Tech mogul donates $250 million for collaborative cancer immunotherapy research
One of Silicon Valley’s highest profile stars is turning his attention to the fight against cancer with a $250 million donation to support immunotherapy research. Sean Parker, co-founder of Napster and the first president of Facebook, announced the grant Wednesday, April 13.
The establishment of the Parker Institute for Cancer Immunotherapy will include more than 40 laboratories and 300 researchers from six cancer centers, including New York’s Memorial Sloan Kettering and Stanford Medicine in California.
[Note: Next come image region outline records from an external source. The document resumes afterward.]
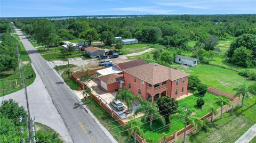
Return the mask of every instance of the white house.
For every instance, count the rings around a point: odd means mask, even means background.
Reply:
[[[180,63],[181,65],[196,66],[197,65],[198,61],[197,59],[190,57],[175,55],[175,62]]]
[[[122,40],[122,37],[119,36],[119,37],[115,37],[115,40],[116,41],[118,41],[118,40]]]
[[[123,45],[128,45],[138,43],[138,40],[135,38],[122,40]]]
[[[68,49],[68,46],[69,44],[71,44],[71,45],[74,46],[75,47],[75,49],[76,51],[79,51],[81,49],[78,45],[77,45],[75,43],[71,43],[71,42],[68,41],[63,41],[63,43],[64,43],[64,44],[62,45],[62,46],[63,47],[66,49]]]
[[[84,46],[88,46],[91,45],[91,43],[90,41],[79,41],[77,43],[77,45],[80,47],[83,47]]]

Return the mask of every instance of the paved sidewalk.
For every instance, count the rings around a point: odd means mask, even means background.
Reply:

The goal is to encourage collaboration with researchers sharing discoveries, exchanging data and conducting joint clinical trials.
"Any breakthrough made at one center is immediately available to another center without any kind of [intellectual property] entanglements or bureaucracy," Parker told Reuters in an interview.
The institute, which will be based in San Francisco, will emphasize research in three main areas: modifying a patient's own immune system to target a tumor, studying ways to boost patient response to current immunotherapy drugs, and research to identify other novel methods of attacking tumors.
"There have been other cancer therapies that attracted significant funding, particularly from pharmaceutical companies, but I've never seen anything this big," said Otis Brawley, MD, chief medical officer for the American Cancer Society, which is not associated with the new endeavor. "Given the number of good ideas that don't get funded, $250 million is huge."